A key strength of this study was being able to capture a large IMD population with sufficient details regarding all contacts with health services, in and out of hospital, providing previously unknown data in France on the lifetime impact of IMD. This study also had several limitations. The full duration of follow-up of the study was 6 years (from 2012 to 2017), and the average duration of follow-up for the survival analysis was around 3 (range 1 to 6) years, as patients were followed until death or the study end date. This is a limitation of the analysis, and having a longer follow-up period would be beneficial in future studies to add more certainty to the long-term survival extrapolation findings. IMD cases were identified by ICD-10 codes, which do not provide additional details, e.g., about serogroup of IMD; therefore, all serogroups of IMD cases were analysed as a whole. IMD cases who were not hospitalised were also not captured by the database, e.g., cases who may have died before seeking medical care.

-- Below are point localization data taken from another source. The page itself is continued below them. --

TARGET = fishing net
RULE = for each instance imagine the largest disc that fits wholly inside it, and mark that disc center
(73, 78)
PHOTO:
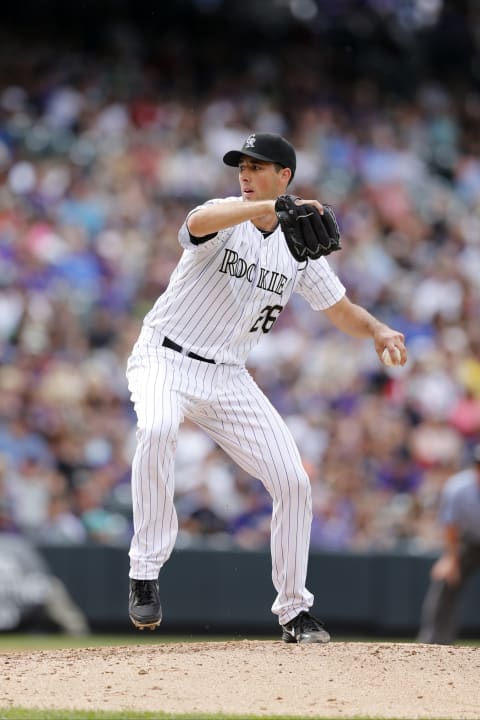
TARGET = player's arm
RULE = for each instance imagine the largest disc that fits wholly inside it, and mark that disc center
(447, 567)
(209, 219)
(358, 322)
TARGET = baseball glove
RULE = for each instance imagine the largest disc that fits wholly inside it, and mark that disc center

IMD is known to result in a high mortality rate within 24 h of first symptoms [29]. While this study was able to capture financial claims due to long-term health conditions following IMD, the full economic impact of the disease over the lifetime of the patient is much broader, affecting non-health areas not covered in the database, e.g., the impact on ability to work of patients and their family members who may have to care for them on the long term. Even so, the findings clearly show that IMD burden goes beyond the healthcare sector and warrants a broader societal perspective when assessing the benefits of preventive interventions.

Conclusion

IMD is known to result in high mortality during the acute phase, but has now also been shown to lead to reduced life expectancy following the index hospitalisation, regardless of sequelae. Furthermore, this impact is likely to persist, as shown in the extrapolation of mortality over lifetime. In France, the financial burden extends beyond the healthcare sector, as IMD survivors are also more likely to claim state financial support, such as salary loss compensation due to disability and benefits to cover healthcare costs for a long-term condition. The broad burden of IMD highlights the need for prevention of the disease, for example, through vaccination programmes.